Family therapy is often the treatment of choice with adolescents, especially those with oppositional disorders or other behavioral problems. In these cases, I work with the parents on strategies to increase their success with managing their children while also helping the adults increase their attunement and better appreciate the adolscent's worldview.  Treatment for acting out and defiant adolescents often requires a treatment team where one therapist works with the parents and/or family system, and another works individually with the teenager.  As is obvious, the earlier the intervention, the more likely that the family can avoid ongoing conflict and crises, and the adolescent can get back on track towards a life of greater autonomy and self-management.  Family therapy can also be extremely effective when adult children and their parents are able to resolve problems from the past which continue to negatively affect their current relationships.
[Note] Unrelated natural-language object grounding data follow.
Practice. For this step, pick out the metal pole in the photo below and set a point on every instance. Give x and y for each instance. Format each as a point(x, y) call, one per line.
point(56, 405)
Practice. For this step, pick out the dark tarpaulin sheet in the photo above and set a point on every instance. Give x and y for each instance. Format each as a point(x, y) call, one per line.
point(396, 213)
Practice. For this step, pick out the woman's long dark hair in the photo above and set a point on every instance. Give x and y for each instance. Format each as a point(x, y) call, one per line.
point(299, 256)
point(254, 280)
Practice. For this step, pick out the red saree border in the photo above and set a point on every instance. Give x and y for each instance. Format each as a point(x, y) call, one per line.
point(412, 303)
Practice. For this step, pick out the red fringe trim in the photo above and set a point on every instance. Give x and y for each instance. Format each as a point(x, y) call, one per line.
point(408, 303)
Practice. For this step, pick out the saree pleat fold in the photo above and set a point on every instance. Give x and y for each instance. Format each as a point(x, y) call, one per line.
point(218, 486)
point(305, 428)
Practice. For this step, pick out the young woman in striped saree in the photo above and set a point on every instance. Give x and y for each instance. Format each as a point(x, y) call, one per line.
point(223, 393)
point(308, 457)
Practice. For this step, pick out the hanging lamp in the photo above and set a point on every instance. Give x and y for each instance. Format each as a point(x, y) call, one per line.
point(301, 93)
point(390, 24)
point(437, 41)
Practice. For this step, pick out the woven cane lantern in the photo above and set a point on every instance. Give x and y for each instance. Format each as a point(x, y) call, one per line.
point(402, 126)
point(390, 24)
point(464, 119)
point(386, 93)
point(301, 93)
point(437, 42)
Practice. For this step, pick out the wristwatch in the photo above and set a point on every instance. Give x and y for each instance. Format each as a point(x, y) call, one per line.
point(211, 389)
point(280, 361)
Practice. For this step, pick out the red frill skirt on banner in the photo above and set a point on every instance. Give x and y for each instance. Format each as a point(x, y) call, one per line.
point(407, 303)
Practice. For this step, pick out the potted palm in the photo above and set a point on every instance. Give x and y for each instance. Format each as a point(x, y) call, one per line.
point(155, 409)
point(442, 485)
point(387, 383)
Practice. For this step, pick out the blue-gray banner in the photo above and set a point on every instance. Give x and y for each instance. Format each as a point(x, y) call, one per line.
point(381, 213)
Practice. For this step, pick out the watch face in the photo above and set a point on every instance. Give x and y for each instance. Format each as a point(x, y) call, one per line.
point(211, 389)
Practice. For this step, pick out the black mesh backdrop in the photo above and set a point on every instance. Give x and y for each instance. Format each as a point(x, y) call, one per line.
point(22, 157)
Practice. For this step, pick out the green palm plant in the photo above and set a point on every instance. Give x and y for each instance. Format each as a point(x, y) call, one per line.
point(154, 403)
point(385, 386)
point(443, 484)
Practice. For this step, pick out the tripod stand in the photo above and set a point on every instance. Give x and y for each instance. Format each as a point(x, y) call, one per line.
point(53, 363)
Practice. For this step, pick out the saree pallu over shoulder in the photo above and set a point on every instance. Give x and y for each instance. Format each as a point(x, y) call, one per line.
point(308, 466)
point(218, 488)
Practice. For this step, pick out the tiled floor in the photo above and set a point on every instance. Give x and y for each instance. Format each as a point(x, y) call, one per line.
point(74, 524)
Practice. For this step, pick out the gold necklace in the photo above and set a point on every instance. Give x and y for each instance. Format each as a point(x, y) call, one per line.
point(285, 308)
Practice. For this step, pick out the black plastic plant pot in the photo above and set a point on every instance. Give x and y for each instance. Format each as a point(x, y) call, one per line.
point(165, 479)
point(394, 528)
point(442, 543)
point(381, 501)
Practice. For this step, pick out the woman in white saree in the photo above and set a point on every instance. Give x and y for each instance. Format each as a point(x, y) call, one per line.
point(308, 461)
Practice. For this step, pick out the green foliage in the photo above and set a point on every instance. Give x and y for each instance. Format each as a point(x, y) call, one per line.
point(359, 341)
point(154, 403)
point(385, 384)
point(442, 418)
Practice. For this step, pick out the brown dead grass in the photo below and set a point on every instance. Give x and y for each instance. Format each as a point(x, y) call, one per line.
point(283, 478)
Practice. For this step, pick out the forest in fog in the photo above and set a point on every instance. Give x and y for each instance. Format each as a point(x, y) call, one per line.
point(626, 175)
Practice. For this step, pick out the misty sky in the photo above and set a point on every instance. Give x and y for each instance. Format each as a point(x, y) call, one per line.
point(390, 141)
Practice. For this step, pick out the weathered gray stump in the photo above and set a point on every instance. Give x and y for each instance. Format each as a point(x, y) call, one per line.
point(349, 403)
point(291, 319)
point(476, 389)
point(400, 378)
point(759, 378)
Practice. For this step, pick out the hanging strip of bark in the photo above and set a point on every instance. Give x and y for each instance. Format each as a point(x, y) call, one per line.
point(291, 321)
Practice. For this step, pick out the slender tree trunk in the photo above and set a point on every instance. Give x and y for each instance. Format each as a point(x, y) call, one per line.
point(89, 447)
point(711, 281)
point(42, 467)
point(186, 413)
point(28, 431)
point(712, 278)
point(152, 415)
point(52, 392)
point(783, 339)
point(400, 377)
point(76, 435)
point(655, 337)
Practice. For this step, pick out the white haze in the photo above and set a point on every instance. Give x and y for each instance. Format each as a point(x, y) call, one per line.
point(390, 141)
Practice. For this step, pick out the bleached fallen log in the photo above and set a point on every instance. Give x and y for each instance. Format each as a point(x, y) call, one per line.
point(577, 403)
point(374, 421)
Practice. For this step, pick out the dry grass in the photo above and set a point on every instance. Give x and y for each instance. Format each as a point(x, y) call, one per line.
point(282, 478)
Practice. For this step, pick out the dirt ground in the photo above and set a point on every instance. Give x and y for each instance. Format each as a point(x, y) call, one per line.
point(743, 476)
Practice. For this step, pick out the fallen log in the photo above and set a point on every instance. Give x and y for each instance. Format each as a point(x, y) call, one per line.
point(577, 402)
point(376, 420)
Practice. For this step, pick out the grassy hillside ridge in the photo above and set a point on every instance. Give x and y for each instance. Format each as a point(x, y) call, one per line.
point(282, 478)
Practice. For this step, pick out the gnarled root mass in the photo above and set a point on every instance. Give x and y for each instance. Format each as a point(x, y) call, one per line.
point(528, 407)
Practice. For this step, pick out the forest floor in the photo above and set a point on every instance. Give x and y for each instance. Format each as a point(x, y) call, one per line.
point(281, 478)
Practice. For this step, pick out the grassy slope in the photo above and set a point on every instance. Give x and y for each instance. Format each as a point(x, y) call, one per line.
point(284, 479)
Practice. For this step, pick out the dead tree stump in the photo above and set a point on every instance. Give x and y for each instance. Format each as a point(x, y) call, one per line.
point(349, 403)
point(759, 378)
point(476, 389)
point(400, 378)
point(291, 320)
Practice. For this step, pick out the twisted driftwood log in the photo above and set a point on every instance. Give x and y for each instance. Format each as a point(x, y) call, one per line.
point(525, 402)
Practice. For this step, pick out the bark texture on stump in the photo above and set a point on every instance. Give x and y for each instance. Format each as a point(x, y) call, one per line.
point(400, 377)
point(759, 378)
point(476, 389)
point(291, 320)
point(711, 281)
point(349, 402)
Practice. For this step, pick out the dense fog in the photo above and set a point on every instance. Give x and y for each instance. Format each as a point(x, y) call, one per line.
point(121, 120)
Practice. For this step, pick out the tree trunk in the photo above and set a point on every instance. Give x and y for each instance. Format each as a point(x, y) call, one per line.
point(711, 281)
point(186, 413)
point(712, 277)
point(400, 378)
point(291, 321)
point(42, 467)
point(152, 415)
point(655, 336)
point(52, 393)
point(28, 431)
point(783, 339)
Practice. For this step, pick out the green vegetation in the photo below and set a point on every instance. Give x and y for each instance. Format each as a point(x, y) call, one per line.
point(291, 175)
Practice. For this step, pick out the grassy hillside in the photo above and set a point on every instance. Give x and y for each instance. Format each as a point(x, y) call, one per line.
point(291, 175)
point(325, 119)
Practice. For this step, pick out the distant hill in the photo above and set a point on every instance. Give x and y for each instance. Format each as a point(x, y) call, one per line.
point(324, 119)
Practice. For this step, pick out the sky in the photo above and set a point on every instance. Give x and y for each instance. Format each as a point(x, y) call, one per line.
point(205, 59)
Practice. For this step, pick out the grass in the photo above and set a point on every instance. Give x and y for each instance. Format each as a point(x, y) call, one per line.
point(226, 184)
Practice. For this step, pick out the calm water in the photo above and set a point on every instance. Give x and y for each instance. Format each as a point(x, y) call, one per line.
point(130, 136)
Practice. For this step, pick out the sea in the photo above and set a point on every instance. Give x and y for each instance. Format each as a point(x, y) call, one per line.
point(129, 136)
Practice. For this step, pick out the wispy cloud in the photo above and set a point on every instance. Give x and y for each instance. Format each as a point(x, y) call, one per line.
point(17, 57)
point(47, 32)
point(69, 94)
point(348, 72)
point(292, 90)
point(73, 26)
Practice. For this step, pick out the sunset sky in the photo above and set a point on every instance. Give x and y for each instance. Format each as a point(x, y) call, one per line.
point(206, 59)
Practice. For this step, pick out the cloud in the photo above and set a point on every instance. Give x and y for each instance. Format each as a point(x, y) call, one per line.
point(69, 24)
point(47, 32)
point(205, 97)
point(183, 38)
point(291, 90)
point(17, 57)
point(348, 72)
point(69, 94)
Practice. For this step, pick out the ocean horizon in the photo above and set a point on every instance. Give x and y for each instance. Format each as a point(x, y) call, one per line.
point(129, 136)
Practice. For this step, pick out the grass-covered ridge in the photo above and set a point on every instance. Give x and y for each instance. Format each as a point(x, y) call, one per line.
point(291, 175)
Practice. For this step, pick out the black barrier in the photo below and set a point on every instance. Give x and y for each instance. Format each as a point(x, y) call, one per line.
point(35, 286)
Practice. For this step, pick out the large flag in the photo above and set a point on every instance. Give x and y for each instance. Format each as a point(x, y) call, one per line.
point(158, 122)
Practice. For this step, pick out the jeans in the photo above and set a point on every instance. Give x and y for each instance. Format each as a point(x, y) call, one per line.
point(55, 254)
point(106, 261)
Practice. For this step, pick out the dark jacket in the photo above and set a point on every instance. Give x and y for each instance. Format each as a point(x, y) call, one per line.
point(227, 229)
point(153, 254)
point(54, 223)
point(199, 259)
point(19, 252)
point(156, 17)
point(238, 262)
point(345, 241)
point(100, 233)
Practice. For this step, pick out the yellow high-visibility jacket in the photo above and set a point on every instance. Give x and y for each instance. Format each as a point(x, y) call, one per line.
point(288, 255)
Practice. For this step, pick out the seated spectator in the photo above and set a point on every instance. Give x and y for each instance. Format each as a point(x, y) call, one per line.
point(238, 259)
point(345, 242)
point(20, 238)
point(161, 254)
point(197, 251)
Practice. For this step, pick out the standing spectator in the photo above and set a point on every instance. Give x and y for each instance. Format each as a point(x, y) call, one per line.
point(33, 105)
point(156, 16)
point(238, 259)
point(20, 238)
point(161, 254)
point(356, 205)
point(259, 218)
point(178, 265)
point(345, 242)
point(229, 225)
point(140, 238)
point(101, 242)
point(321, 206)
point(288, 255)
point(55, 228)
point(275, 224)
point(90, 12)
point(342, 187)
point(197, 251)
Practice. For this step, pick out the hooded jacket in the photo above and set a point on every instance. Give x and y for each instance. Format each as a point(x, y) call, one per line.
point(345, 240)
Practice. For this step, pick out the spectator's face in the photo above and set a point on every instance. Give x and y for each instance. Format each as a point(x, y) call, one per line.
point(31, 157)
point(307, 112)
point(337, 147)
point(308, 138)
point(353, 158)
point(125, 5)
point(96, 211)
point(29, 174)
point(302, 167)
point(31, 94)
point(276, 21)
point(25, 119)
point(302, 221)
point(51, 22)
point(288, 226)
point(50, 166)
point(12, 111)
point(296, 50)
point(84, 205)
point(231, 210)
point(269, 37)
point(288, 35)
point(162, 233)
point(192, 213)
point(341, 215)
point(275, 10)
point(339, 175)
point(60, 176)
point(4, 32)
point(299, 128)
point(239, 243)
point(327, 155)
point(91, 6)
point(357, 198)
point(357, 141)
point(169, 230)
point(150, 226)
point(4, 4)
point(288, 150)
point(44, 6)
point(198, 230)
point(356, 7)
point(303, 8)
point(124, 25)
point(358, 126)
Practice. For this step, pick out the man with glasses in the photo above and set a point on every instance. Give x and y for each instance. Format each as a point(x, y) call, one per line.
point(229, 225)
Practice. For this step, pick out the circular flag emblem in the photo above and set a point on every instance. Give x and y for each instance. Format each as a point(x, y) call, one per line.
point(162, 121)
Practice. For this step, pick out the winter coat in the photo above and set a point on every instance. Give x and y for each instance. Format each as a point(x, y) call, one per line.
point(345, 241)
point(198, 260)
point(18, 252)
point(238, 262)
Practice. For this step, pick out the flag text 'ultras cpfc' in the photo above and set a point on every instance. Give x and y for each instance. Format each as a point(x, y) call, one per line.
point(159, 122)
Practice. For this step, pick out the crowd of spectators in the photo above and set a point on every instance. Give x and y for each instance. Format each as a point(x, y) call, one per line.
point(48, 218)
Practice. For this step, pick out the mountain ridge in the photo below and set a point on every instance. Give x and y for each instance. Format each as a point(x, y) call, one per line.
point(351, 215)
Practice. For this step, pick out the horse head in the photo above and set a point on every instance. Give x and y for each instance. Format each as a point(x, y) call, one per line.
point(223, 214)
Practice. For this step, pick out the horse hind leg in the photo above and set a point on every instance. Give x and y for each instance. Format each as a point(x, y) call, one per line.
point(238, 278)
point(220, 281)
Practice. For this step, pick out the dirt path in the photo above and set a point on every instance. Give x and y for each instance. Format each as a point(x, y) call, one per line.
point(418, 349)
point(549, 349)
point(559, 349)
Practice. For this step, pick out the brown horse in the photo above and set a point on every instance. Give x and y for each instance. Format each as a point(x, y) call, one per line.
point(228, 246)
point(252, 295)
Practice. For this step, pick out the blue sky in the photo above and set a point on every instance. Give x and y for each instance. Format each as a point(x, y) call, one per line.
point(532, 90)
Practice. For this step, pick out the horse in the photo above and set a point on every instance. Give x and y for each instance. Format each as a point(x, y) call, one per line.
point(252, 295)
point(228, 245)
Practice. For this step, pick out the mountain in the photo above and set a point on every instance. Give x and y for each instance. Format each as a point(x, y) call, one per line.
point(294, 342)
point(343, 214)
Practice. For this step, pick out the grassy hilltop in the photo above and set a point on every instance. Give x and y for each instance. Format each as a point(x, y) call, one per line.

An additional area of my expertise is working with the parents and family members of persons with addictions and other out-of-control behavioral problems.  I work with the significant persons in the addict's life to help them understand how best to deal with the addict and their own feelings about the addiction and how to avoid the experience of being a "hostage" to their family member's troubled behavior.  This is useful whether the addict (or eating-disordered individual) themselves are in the process of recovery or whether they are still in denial about the severity of their problem.  Furthermore, with a history of working in adolescent residential treatment, I am familiar with the difficulties that parents of acting-out and rebellious adolescents can experience when trying to work as a team to deal with their teen's behavior, and I frequently provide "family therapy" even when the identified patient is unwilling to attend the sessions.  Unlike many professionals in the field, I do not believe that it is critical for a person to believe that they require treatment in order to be helped by psychotherapy whether they attend the sessions or their parents are the people requesting intervention.

The Initial Diagnostic Session:

The goal of the initial diagnostic appointment is for the therapist to collect relevant information about the client's reasons for seeking psychotherapy, including his or her goals for the treatment.  The therapist will be asking about the patient's personal and family history, will inquire about past experiences in psychotherapy, and may request permission to contact other mental health providers, both past and present. 


As the client, you should feel free to ask the provider about her orientation, training, style of therapy, and how she will be working with you during the therapy.  She should also make clear what her expectations are of you as a client, how often she recommends meeting together, and how she understands your current situation.  One of the central purposes of the initial session is for both people to determine whether they can work together as a team to address the client's concerns and to meet the goals of the therapy.